Although the present invention has been described in detail with reference to a preferred embodiment thereof, the present invention is not limited to this specific embodiment (although many changes and modifications can be made without departing from the spirit of the invention).

For example, in the present invention, superheater spray was used to obtain the large amount of evaporation necessary to increase the rate of load increase from the initial load of a plant consisting of a boiler and a steam turbine with a turbine bypass and a drum.
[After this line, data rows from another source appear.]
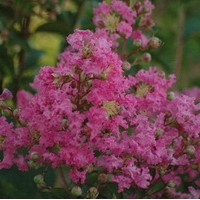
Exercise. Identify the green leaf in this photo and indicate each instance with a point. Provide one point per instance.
(6, 64)
(55, 27)
(32, 57)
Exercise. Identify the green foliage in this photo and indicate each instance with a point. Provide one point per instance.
(21, 54)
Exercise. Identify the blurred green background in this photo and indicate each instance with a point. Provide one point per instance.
(32, 33)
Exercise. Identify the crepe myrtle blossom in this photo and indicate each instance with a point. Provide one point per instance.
(88, 115)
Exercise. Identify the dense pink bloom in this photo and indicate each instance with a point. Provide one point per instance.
(88, 115)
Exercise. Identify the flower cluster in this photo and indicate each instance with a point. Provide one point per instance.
(120, 19)
(88, 115)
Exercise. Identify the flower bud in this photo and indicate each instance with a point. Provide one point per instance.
(6, 94)
(76, 191)
(159, 132)
(82, 76)
(170, 95)
(92, 193)
(102, 178)
(3, 105)
(39, 180)
(154, 42)
(137, 43)
(2, 138)
(146, 57)
(171, 184)
(126, 66)
(111, 22)
(34, 156)
(190, 150)
(103, 76)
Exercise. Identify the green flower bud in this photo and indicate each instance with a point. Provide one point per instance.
(171, 184)
(39, 180)
(137, 43)
(146, 57)
(92, 193)
(34, 156)
(154, 43)
(126, 66)
(102, 178)
(76, 191)
(190, 150)
(170, 95)
(159, 132)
Even in general boiler/turbine plants, it is an effective method to use superheater spray after the turbine steam enters the turbine until it enters the turbine, in order to easily match the temperatures of the steam and turbine metal during parallel entry. The invented method can be easily applied for this purpose.

[Brief explanation of drawings]

FIG. 1 is a diagram showing an example of a control device for implementing the method of the present invention, and FIG. 2 is a graph showing various examples of states at the time of startup of a point turbine plant. 10... Final superheater, 11... Turbine, 12... Reheater, 13... Temperature detector, 14... Setting device, 15... Adder, 16... Changeover switch, 17... Proportional-integral control vessel. 'IJZ diagram [e] Salmon tea bowl Ginryu

Claims (1)

[Claims] In a boiler 0 turbine plant, turbine ventilation M,
II. A method for starting a boiler/turbine plant that includes adjusting the final superheater outlet steam temperature or the final superheater outlet steam temperature at the time of heating by a superheater spray device to the current value for up to two people.